Neural NETworks for antibody Affinity Maturation.

## pip installation

Netam is available on PyPI, and works with Python 3.9 through 3.11.

```
pip install netam
```

This will allow you to use the models.

However, if you wish to interact with the models on a more detailed level, you will want to do a developer installation (see below).

## Models

### Thrifty model of somatic hypermutation

This model is described in:

Sung, Johnson, Dumm, Simon, Haddox, Fukuyama, Matsen IV. [Thrifty wide-context models of B cell receptor somatic hypermutation](https://elifesciences.org/reviewed-preprints/105471). *eLife*. 2025 Mar. doi: 10.7554/elife.105471.1

The corresponding reproducible experiments are at [matsengrp/thrifty-experiments-1](https://github.com/matsengrp/thrifty-experiments-1/); see that repo's README for additional dependencies.
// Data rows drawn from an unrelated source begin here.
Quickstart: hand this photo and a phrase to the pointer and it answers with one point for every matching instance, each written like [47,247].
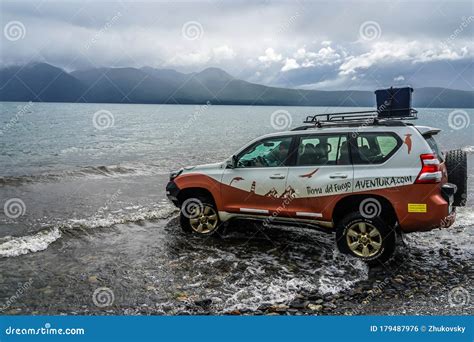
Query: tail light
[430,170]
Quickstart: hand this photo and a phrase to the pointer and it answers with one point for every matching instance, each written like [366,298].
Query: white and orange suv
[364,182]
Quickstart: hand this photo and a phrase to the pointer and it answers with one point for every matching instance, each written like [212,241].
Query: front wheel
[199,216]
[369,239]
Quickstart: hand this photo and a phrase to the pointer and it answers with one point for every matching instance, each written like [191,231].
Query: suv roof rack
[366,117]
[393,104]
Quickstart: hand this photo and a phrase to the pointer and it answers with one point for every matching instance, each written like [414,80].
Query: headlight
[174,174]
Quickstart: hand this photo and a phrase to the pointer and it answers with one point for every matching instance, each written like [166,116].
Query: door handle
[338,175]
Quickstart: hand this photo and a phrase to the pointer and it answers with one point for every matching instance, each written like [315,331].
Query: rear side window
[323,149]
[375,148]
[434,147]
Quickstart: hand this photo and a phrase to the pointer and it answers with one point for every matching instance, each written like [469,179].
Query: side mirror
[231,163]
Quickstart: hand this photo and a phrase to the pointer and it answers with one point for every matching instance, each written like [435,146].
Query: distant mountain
[44,82]
[39,82]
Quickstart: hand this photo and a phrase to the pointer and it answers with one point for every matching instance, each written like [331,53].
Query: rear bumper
[435,211]
[172,192]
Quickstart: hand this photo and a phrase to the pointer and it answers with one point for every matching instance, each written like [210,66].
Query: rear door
[322,170]
[382,160]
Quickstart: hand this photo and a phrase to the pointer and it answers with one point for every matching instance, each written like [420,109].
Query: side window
[434,147]
[323,150]
[270,152]
[375,148]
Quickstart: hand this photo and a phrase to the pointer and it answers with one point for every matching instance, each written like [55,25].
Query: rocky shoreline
[416,281]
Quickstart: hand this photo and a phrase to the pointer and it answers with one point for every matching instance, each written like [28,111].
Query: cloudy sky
[306,44]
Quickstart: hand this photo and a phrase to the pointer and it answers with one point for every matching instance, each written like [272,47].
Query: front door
[257,184]
[322,172]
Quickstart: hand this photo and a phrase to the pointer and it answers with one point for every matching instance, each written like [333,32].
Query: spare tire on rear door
[456,163]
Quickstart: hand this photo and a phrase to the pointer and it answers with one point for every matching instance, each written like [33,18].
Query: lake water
[78,169]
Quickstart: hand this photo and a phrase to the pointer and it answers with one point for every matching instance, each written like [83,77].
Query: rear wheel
[456,164]
[199,216]
[369,239]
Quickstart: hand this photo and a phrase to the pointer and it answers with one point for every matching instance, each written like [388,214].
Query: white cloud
[222,53]
[399,78]
[270,56]
[290,64]
[399,51]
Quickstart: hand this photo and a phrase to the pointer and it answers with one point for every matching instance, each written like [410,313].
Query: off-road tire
[456,164]
[387,233]
[184,217]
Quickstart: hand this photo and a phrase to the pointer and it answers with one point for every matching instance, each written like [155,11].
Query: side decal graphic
[235,179]
[309,175]
[408,142]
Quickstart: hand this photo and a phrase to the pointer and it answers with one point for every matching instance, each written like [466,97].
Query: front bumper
[172,192]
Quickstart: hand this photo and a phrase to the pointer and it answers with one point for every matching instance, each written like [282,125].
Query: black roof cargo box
[394,102]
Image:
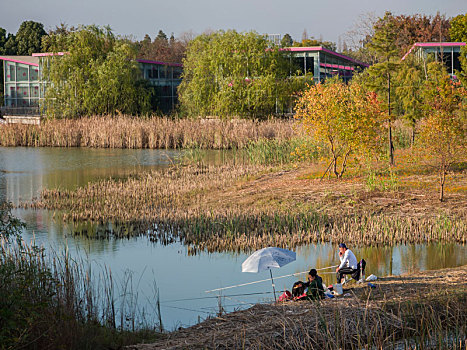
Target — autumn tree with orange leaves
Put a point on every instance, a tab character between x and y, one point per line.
443	132
346	118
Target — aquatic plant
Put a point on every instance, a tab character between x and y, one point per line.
153	133
179	203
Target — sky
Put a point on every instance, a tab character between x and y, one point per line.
321	19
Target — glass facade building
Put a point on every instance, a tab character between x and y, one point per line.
23	87
448	53
322	63
165	79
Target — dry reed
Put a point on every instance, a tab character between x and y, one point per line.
153	133
171	205
421	311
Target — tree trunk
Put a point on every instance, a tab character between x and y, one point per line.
391	146
442	180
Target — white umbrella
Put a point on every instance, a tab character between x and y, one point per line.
267	259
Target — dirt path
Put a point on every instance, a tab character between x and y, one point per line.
360	313
416	195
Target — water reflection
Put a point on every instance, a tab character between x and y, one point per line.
24	172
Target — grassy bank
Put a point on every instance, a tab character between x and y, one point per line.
54	302
153	133
425	310
245	207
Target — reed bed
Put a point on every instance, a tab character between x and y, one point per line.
177	205
153	133
54	302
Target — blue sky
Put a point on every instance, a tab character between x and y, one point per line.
326	19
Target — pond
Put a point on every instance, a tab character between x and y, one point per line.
181	279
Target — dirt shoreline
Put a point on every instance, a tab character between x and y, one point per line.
268	326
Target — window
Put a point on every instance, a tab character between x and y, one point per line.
11	71
33	73
22	72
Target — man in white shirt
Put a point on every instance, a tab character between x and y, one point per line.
349	265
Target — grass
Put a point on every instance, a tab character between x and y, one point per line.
421	311
54	302
245	207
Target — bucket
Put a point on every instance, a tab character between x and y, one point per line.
338	288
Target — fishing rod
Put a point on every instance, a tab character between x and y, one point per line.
266	280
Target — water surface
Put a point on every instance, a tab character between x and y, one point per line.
24	172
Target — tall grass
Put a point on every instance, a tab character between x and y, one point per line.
153	133
54	302
180	203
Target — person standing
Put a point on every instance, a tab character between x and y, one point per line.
348	264
315	289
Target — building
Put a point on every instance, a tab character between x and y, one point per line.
24	86
322	63
448	53
165	78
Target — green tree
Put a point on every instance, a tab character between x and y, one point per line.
99	75
234	74
286	41
383	44
29	37
458	29
161	36
10	45
3	39
443	133
459	34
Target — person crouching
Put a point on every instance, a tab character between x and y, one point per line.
315	290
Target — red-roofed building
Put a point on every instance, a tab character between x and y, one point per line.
448	53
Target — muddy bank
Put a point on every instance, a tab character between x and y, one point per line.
419	307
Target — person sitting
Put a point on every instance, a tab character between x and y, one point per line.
315	289
348	265
298	290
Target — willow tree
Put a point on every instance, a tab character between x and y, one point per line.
345	117
383	44
97	75
227	73
410	82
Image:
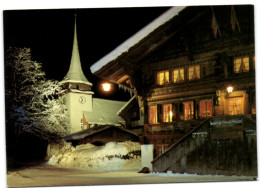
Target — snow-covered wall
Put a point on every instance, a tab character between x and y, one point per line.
147	156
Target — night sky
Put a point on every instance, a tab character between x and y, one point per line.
49	34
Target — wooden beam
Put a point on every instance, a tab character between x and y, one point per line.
122	79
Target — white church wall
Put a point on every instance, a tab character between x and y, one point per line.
77	104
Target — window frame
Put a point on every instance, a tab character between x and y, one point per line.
191	113
206	108
194	66
173	75
168	115
158	82
155	119
237	71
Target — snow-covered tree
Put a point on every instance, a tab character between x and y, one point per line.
32	100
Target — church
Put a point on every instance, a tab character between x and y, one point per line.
85	111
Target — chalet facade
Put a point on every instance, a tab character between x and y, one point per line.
189	65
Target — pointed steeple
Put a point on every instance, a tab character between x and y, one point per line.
75	73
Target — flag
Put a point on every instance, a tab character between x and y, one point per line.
214	25
233	19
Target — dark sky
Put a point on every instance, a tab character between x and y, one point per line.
49	34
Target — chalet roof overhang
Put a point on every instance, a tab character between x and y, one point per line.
116	65
123	64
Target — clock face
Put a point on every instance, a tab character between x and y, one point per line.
64	100
82	99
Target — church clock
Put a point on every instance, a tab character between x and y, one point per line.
82	99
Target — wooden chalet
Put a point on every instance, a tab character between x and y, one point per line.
191	67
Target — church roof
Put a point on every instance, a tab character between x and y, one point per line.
135	39
105	112
75	73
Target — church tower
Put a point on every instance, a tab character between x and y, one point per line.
76	89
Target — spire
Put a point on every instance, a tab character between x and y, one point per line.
75	73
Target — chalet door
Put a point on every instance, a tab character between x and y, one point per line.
235	106
205	108
188	110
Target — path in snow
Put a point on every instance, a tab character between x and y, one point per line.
47	175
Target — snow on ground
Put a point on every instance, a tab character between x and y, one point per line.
111	157
47	175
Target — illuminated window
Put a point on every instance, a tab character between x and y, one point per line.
153	114
254	62
235	106
205	108
161	148
188	110
167	112
178	75
163	77
241	64
194	72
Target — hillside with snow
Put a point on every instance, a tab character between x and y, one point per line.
110	157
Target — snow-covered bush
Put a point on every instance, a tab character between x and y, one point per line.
111	157
31	100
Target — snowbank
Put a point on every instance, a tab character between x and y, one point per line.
111	157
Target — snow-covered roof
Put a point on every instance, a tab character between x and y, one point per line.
105	112
126	104
94	130
125	46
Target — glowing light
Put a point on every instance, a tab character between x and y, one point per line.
171	114
229	89
106	87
### Deep Natural Selection Model (DNSM)

This model is described in:

Matsen IV, Sung, Johnson, Dumm, Rich, Starr, Song, Bradley, Fukuyama, Haddox. [A sitewise model of natural selection on individual antibodies via a transformer-encoder](https://academic.oup.com/mbe/advance-article/doi/10.1093/molbev/msaf186/8222712). *Mol Biol Evol*. 2025 Jul;42(8):msaf186. doi: 10.1093/molbev/msaf186

The corresponding reproducible experiments are at [matsengrp/dnsm-experiments-mbe](https://github.com/matsengrp/dnsm-experiments-mbe/); see that repo's README for additional dependencies.


## Pretrained models

Pretrained models will be downloaded on demand, so you will not need to install them separately.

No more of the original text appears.